TANGERANG SELATAN, Cobisnis.com – Angka pengangguran dan kemiskinan di Indonesia masih sangat memprihatikan. Hal ini sangat ironi dibandingkan dengan sederet negara maju lain di dunia yang pertumbuhan penduduknya minus, namun justru kekurangan banyak tenaga kerja. Jepang, contohnya. Saat ini Negeri Sakura butuh 345.000 tenaga kerja terampil (specified skilled worker).
Berangkat dari keresahan ini, PT Nanotech Indonesia Global Tbk (NANO) berjuang bersama Yayasan Sahabat Wakaf Indonesia (SWI) melalui Program Pemuda Mandiri dengan konsep memberdayakan pemuda dhuafa bekerja di Jepang.

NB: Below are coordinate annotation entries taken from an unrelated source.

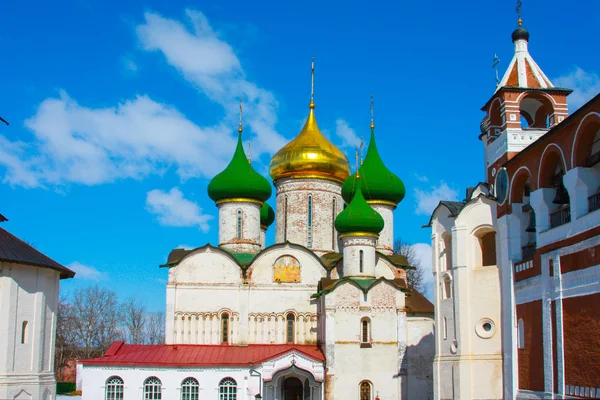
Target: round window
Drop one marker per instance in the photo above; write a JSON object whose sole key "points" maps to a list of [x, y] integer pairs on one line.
{"points": [[485, 328]]}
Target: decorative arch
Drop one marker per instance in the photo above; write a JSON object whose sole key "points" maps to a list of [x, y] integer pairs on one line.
{"points": [[587, 133], [552, 157], [520, 179]]}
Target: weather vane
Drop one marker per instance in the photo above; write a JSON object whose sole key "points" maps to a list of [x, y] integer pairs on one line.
{"points": [[495, 65]]}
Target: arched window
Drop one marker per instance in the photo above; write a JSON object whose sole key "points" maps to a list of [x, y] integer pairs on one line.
{"points": [[365, 330], [114, 388], [285, 218], [225, 328], [290, 328], [447, 288], [361, 256], [228, 389], [152, 389], [521, 334], [190, 389], [24, 332], [309, 222], [365, 391], [239, 224]]}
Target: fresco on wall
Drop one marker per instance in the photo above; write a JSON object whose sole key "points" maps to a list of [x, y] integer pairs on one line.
{"points": [[286, 269]]}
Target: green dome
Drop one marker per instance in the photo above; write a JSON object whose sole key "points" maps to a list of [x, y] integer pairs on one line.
{"points": [[239, 180], [267, 215], [377, 182], [358, 216]]}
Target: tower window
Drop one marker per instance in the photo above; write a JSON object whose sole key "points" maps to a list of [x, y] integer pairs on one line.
{"points": [[225, 328], [239, 224], [309, 222], [361, 256], [290, 328], [24, 336], [285, 218], [365, 330]]}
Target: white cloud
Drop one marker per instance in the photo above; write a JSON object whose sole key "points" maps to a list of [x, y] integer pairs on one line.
{"points": [[212, 65], [85, 271], [172, 209], [427, 200], [423, 254], [585, 85], [347, 134], [138, 137]]}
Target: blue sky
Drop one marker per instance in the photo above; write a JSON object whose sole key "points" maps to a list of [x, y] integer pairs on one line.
{"points": [[121, 112]]}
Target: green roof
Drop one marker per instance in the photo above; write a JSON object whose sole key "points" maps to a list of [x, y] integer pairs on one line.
{"points": [[377, 181], [239, 180], [359, 216], [267, 215]]}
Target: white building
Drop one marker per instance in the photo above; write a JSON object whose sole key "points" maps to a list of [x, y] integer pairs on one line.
{"points": [[28, 300], [324, 313]]}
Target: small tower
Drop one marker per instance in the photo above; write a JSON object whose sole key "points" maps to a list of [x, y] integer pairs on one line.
{"points": [[239, 192], [359, 226], [382, 189], [267, 217], [308, 173], [524, 107]]}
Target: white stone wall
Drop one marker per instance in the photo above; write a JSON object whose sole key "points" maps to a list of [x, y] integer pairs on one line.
{"points": [[348, 364], [27, 294], [385, 243], [466, 354], [208, 283], [228, 227], [352, 248], [292, 225]]}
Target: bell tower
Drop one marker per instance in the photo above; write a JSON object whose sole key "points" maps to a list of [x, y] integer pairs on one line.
{"points": [[523, 108]]}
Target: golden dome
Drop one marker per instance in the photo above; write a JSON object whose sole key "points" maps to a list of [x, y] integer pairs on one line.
{"points": [[310, 154]]}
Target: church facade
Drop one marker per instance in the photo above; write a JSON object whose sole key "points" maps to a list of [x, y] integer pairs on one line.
{"points": [[323, 313], [541, 196]]}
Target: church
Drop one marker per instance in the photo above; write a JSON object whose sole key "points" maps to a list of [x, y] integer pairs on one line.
{"points": [[323, 313]]}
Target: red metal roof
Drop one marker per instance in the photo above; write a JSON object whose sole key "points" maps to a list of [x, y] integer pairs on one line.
{"points": [[197, 355], [14, 250]]}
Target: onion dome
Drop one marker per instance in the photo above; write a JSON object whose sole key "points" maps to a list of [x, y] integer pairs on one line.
{"points": [[520, 33], [267, 216], [377, 182], [239, 180], [359, 217], [310, 154]]}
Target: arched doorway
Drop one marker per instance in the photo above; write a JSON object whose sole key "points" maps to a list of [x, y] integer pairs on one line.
{"points": [[292, 389]]}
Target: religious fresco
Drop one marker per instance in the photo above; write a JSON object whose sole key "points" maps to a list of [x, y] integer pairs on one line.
{"points": [[286, 269]]}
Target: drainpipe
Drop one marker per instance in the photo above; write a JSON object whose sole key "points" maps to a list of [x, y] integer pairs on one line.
{"points": [[256, 373]]}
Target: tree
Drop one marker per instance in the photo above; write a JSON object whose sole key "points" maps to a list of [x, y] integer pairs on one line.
{"points": [[135, 320], [96, 314], [414, 276]]}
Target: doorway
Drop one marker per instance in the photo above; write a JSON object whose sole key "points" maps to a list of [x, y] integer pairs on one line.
{"points": [[292, 389]]}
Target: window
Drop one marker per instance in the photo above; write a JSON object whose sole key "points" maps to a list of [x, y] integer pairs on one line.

“Program Pemuda Mandiri adalah upaya kami melihat kondisi Indonesia yang memiliki 275 juta penduduk. Tahun 2021, jumlah pengangguran mencapai 9 juta orang. Untuk itu, kami ingin berkontribusi bagi negara dan bangsa,” kata Ahmad Zaky Arief Bestari, Ketua Yayasan Sahabat Wakaf Indonesia, belum lama ini saat jumpa media di gedung Nanoplex, kawasan Puspitek, Tangerang Selatan.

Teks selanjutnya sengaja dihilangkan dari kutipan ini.